I am confused. This article for realtors refers to “employees”. We are not employees. The only employees of a brokerage are the administration staff. And yes, they should be taken care of well. For the rest of us independent operators, this article has very little value.
Thanks for your feedback. I believe the author is talking about realtors being the employer and hiring employees, like real estate assistants, office managers, etc.
Thank you for your feedback, Jane. This article targets top-producing realtors with a Gross Commission Income (GCI) ranging from $400K to $5M+. Realtors at this level typically transition into roles that necessitate building and managing a support team to further grow their business. These support teams often include a variety of roles such as Field Assistants, Buyer Agents, Licensed Assistants, Sales Managers, Directors, Operations Managers, Graphic Designers, Social Media Marketers, and Marketing Managers, among others, depending on the team’s size and volume. If you examine the strategies of any top producer, you’ll notice they rely heavily on these support teams to drive their business forward.
The work place has been changing over the year. More and more employers are looking to hire on contract where there is little or no benefits, holiday pay, vacation pay or anything at all.
It’s not just small business but huge corporations that do this. It is how things are happening and that’s not about to change.
To stay competitive in Cloud based Real Estate Brokerage business, I believe that every service provider to the Brokerage will have to be a contract. Every Agents commission have to be tiered into the about of business the agent brings – amount earned from the agent will have to be tied up to the services provided. So basic commission plan and individual charges for all the added support services used.
Brokerages as they are today are a hoax especially the Name Brands. They don’t do anything worth the 80/20, or 90/10 or even 95/5 splits. Every Brokerage is competing for the lowest splits. Yes all of them do compete, never mind the rhetoric they blab about.
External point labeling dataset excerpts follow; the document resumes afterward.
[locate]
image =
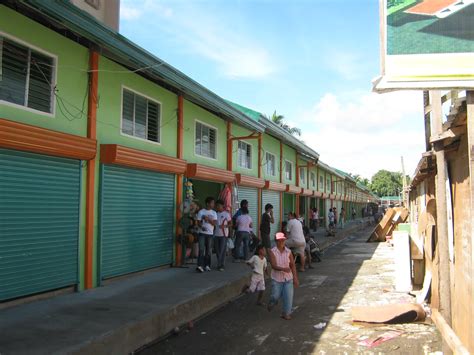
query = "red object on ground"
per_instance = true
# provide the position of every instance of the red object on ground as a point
(430, 7)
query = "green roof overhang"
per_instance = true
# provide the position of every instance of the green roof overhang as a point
(63, 14)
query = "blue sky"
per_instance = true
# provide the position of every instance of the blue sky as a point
(312, 61)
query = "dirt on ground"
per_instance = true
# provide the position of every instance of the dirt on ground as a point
(352, 273)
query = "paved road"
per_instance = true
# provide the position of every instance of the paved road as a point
(352, 273)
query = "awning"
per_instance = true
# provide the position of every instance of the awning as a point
(203, 172)
(293, 189)
(275, 186)
(20, 136)
(249, 181)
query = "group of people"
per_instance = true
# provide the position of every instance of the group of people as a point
(214, 225)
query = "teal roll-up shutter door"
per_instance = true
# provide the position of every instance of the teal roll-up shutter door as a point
(136, 220)
(272, 197)
(39, 223)
(251, 195)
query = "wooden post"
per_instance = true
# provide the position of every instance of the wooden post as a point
(281, 162)
(90, 177)
(179, 181)
(229, 146)
(259, 155)
(441, 210)
(470, 141)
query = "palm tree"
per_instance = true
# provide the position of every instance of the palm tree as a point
(279, 120)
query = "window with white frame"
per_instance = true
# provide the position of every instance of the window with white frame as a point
(302, 176)
(244, 155)
(270, 164)
(288, 170)
(26, 76)
(140, 116)
(205, 141)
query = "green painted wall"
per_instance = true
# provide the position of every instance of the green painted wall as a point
(290, 155)
(288, 205)
(71, 76)
(238, 131)
(271, 145)
(71, 83)
(112, 80)
(192, 113)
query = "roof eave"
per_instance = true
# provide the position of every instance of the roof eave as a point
(131, 55)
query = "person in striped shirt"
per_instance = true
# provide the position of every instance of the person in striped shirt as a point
(284, 276)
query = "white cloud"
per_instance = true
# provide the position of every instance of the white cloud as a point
(237, 55)
(129, 13)
(362, 133)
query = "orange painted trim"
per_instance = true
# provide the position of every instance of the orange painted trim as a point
(90, 176)
(260, 155)
(203, 172)
(180, 132)
(297, 170)
(281, 210)
(249, 181)
(293, 189)
(259, 212)
(275, 186)
(297, 207)
(229, 146)
(281, 162)
(24, 137)
(120, 155)
(318, 194)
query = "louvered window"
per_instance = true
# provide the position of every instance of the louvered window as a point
(245, 155)
(302, 176)
(205, 141)
(270, 164)
(26, 76)
(140, 116)
(288, 170)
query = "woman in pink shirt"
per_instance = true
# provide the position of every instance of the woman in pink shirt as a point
(243, 225)
(284, 276)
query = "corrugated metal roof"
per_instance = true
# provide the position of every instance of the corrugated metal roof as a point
(278, 132)
(120, 49)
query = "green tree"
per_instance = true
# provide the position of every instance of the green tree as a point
(386, 183)
(280, 120)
Bricks and mortar is not working anymore. Covid and the now distressed real estate market is proof of dismantling of the ‘bricks and mortar’ system.
Dismantling of front office staff for making appts, and the deal secretary for every small single office Brokerage. The cost outweighs the benefits – costs that are not unrecoverable to maintain a profitable Brokerage. Only Brokerages with multiple Branches can justify having this kind of staff as the pool everything into one call centre or deal processing office.
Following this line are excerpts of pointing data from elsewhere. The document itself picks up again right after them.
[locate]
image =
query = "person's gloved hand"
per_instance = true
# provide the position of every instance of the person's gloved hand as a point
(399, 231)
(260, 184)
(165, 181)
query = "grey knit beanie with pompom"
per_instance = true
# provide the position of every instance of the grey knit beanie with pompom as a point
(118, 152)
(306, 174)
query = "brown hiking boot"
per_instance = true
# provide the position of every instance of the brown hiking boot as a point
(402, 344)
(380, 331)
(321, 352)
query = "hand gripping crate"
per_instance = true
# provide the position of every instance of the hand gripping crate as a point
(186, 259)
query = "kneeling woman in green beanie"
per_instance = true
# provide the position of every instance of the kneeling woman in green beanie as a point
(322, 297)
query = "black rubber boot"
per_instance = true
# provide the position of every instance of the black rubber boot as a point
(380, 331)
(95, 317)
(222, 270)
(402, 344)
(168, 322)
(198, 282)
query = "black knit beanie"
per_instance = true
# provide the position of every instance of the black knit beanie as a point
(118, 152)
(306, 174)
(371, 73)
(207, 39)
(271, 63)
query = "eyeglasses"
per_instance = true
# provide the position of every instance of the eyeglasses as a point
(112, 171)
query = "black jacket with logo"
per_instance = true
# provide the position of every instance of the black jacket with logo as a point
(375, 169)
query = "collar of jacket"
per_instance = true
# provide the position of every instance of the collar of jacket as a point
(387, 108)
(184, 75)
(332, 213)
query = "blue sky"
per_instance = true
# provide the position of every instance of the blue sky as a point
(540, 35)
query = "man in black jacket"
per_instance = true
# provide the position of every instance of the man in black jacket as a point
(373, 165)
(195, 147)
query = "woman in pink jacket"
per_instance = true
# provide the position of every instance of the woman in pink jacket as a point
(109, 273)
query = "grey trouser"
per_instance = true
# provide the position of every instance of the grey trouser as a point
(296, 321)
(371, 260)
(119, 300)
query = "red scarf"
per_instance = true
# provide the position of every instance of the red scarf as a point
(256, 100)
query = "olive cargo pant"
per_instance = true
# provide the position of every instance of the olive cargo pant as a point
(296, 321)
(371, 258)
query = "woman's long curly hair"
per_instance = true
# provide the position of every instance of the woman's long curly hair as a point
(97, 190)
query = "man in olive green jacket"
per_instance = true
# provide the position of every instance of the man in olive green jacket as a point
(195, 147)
Claims by Franchisors and regurgitated by their Franchisees as being the biggest or the best or the only choice are all misleading. RECO should surely look into such advertising that creates an uneven representation for the Real Estate public.
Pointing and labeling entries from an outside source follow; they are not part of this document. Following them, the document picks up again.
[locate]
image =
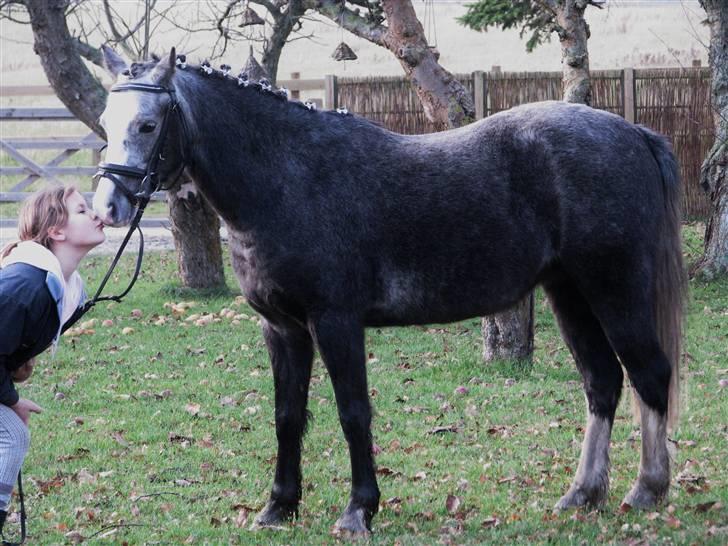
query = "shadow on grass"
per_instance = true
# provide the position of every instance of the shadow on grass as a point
(515, 369)
(177, 291)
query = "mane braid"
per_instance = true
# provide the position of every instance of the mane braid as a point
(140, 68)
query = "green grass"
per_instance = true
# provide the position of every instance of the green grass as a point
(121, 452)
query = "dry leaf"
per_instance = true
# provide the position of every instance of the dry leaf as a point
(192, 409)
(452, 503)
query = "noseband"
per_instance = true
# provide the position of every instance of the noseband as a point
(149, 177)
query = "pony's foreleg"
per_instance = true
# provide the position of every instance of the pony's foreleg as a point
(602, 376)
(291, 355)
(340, 340)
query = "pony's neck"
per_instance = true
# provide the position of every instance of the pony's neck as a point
(236, 140)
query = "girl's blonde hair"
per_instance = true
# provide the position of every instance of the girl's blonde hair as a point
(43, 210)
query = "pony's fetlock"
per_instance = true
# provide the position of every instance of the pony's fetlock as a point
(581, 495)
(276, 514)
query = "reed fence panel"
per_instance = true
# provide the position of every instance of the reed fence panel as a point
(674, 102)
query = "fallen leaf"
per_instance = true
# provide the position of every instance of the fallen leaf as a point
(241, 520)
(452, 503)
(440, 430)
(74, 537)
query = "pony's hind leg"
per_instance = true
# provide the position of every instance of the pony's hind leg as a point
(630, 327)
(291, 356)
(602, 376)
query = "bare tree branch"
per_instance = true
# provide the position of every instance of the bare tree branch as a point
(350, 20)
(90, 53)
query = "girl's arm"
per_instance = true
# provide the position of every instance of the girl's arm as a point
(12, 321)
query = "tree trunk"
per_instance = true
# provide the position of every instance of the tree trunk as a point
(72, 82)
(199, 252)
(445, 100)
(714, 169)
(509, 335)
(282, 27)
(83, 95)
(573, 34)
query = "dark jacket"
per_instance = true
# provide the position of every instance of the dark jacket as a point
(29, 320)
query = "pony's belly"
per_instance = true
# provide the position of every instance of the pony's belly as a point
(443, 303)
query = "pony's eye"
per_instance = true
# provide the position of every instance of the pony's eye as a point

The idea of newcomer Brokerages with a pyramid scheme where agents benefits of other Agents where there is this ‘ancillary income for recruiting agents’ is ludicrous. There is no experience, education, or training supplied except some online stuff which anyone can get from anywhere for free.
Is this the way it is to be? No really!
My point is we are in need of a major redress of how real estate brokerages start to work. This is a service business that needs to work in today’s cloud based environment.
Perhaps if enough of us get a study group started to explore into these possibilities we could have the most effective Franchise and largest network in the Country.
Thank you for your insight, Daljinder. Regarding hiring contractors who invoice the client/employer every two weeks, both the client and the contractor can encounter issues with the CRA. If the contractor is only working for one client, it may be considered an employer/employee relationship. While some corporations get around this by requiring the contractor to incorporate and invoice them, it remains a complex area with hefty penalties to both if not tackled properly.
Many claim they are “disrupting real estate,” but often these efforts fizzle out quickly. Numerous brokerages have come and gone, each with a slightly different idea.
You’re right; a shift needs to happen. Those who adapt to the changing landscape will survive, while others will fade away.